Глаза уставшие закрою –
И снова яростно, в упор
Несутся танки, злобно воя,
И пушки хлещут из-за гор…

   Это и упорное стремление вернуться в нормальную человеческую жизнь:

И я живу всё так же среди книг,
Пишу стихи и пью холодный чай…

   Это и целый ряд поэтических побед – замечательных лирических стихов. Я не стану их цитировать – это такая субстанция, которую нельзя дробить на части, читатель должен вкушать их целиком.
   Но и - непреходящая боль Поэта – то, что творится со страной и народом:

Народ весёлых обречённых –
Мы пьём и пляшем там и тут,
А мимо толпы заключённых,
Как прокажённые, бредут.
А мы от счастия хохочем!
А наш учитель, вождь, отец,
Вернее, наш грузинский отчим
Нас режет молча, как овец…

   Для человека с таким видением действительности непременно должна была прежняя жизнь обрушиться. И это случилось.

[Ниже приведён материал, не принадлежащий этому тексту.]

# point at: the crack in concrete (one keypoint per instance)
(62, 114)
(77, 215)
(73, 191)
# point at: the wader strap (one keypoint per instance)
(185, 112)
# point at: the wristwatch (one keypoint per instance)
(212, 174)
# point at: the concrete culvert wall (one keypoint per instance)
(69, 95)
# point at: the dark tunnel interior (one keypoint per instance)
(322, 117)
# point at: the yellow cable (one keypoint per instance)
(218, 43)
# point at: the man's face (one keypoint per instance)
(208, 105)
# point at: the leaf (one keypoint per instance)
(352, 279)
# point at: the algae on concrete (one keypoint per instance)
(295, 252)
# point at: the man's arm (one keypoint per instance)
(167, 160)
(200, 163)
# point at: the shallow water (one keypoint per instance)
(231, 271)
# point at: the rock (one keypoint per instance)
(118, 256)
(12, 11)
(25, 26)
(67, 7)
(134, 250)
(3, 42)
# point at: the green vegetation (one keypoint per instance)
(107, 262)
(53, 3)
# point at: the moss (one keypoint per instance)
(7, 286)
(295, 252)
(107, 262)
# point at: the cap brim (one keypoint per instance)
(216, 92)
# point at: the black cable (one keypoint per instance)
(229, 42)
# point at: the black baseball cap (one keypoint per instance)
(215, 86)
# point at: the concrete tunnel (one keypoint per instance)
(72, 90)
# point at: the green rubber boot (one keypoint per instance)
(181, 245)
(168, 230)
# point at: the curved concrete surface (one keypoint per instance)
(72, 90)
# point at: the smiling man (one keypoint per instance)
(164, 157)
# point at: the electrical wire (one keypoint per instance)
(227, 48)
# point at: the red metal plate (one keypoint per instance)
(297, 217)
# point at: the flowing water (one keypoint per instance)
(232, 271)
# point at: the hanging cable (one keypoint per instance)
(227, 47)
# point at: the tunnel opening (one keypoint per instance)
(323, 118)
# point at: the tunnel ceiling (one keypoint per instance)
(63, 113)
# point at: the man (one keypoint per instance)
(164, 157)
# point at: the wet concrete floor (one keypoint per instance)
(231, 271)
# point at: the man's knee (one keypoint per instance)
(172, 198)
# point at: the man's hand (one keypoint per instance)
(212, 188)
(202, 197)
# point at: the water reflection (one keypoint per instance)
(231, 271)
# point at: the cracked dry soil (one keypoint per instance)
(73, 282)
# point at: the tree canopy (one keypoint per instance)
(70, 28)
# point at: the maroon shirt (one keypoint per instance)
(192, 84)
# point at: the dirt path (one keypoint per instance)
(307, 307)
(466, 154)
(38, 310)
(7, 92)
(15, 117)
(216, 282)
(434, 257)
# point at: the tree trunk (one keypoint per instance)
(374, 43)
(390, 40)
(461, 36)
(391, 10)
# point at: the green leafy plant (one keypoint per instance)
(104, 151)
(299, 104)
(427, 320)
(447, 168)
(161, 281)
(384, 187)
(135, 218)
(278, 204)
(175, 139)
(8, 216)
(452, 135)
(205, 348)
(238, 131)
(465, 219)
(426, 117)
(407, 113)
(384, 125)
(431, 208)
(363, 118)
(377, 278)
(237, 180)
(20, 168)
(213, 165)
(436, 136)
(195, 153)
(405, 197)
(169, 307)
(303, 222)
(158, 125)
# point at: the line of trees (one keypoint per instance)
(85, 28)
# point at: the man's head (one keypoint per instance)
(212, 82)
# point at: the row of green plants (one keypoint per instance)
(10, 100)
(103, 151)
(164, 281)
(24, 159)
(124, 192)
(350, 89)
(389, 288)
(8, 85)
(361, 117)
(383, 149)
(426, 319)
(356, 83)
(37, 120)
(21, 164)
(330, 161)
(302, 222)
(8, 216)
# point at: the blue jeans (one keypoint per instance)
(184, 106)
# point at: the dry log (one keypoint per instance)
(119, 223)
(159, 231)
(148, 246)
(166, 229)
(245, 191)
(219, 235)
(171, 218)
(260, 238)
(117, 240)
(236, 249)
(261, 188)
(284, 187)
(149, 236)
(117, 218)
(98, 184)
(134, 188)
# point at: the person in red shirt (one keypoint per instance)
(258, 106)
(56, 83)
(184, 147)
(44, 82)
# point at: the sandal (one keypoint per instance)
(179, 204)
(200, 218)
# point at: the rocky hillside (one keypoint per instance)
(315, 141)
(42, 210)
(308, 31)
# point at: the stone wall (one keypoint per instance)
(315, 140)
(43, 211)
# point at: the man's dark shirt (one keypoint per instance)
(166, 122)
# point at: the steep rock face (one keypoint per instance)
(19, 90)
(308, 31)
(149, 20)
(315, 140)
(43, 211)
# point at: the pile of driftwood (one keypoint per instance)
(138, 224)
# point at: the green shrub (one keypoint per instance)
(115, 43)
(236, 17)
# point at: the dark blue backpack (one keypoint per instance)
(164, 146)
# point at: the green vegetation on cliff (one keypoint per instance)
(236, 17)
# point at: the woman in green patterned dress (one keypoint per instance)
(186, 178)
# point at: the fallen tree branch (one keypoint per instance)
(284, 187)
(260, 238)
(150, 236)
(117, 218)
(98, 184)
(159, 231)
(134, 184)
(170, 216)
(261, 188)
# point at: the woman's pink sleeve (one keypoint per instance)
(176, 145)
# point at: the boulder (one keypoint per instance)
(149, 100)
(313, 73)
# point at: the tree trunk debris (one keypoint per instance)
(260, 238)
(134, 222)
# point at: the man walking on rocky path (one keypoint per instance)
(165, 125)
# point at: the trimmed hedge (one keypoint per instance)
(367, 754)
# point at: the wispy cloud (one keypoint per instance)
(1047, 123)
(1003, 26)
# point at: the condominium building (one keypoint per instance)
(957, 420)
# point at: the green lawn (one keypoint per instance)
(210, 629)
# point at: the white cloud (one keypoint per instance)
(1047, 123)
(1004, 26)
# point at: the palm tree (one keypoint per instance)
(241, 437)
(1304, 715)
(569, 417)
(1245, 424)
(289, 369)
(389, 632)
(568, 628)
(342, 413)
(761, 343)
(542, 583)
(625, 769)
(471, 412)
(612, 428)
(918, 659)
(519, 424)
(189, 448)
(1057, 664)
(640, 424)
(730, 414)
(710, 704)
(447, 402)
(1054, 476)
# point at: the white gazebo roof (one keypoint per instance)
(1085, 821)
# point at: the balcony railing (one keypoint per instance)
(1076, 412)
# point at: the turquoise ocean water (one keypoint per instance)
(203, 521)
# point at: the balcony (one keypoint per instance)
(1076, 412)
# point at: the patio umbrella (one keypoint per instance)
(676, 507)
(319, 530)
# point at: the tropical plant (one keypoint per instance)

Место следующей жизни Поэта – бесовские узилища. Эти два слова исчерпывающе характеризуют следующий этап его судьбы, поэтому не стану подкреплять свою мысль цитатами.
   Я всё говорю о гражданственной стороне поэтической сущности нашего героя-автора. А можно ли иначе?
 
«Поэт в России больше, чем поэт…» (Е.Евтушенко)
«Поэтом можешь ты не быть, но Гражданином быть обязан…» (Н.Некрасов)

   А сам О.Л.П. сказал: «А я – человек эпохи. А я – человек себя…»
   И вот – говоря об эпохе, никак не обойти тему Сталина. Есть у нас в Челябинске «Золотая гора». И в каждом областном, краевом центре своя «Золотая гора». Это –Сталин. Кто-нибудь опровергнет?
   А нынче мощно идёт по стране тренд – превознести Сталина. И, что характерно – властные структуры со своими идеологическими институтами не очень-то идут в противостояние этому тренду. Какая-то растерянность в этом чувствуется.
   Вот, если угодно, мои две копейки в этот вопрос. Чтобы понять феномен Сталина, нельзя рассматривать его только чисто с человеческих позиций. Это, кроме прочего – Демиург, творец эпохи, (чтобы не утонуть в вопросе, не стану далее углубляться). Это хотя и человек, но и внечеловеческая сущность. Через тоже. Вот это слово – двунаправленное, как дорожный знак на развилке. На этой развилке каждый вправе повернуть туда или сюда. О.Л.П. с его человеческой судьбой ненавидит Сталина и всё, что с ним связано.  И он прав. А я на этой развилке готов разорваться и идти в обе стороны. Это невозможно, но приходится.

   И эта страшная полоса жизни Поэта тоже кончилась, прошла. Его духовной силой и сподоблением Всевышнего он дожил до свободы. А далее –новая жизнь, новые трудности и преодоление их. Поэт влился в армию строителей, созидателей как равный им. Эта жизнь Освальда Лаврентьевича, к счастью , оказалась продолжительной – почти до конца столетия, яркой, насыщенной
   Вот только беда – командующие вышеназванной армией, сменявшие друг друга один за другим - увы, всё были не те, что надо. И могучая эта армия была бездарно заведена в никуда. Сгинула, брошенная и преданная. И это величайшая трагедия в истории человечества, своего рода гибель Атлантиды.

Только мерещь, тяжелая мерещь
Залегла, как болотный туман.
Лишь мерещутся хари химерищ,
Источая дурман и обман…
Стон и плач на Великих могилах.
Стон и плач на могилах Великих,
Безысходный, Великий плач…


Примечания.
«Золотая Гора» - место массового захоронения людей, расстрелянных в ходе репрессий в годы правления Сталина.
 мерещь – неологизм Маяковского. О.Плебейский придал ему несколько иное значение: среда, из которой исходит мерещение.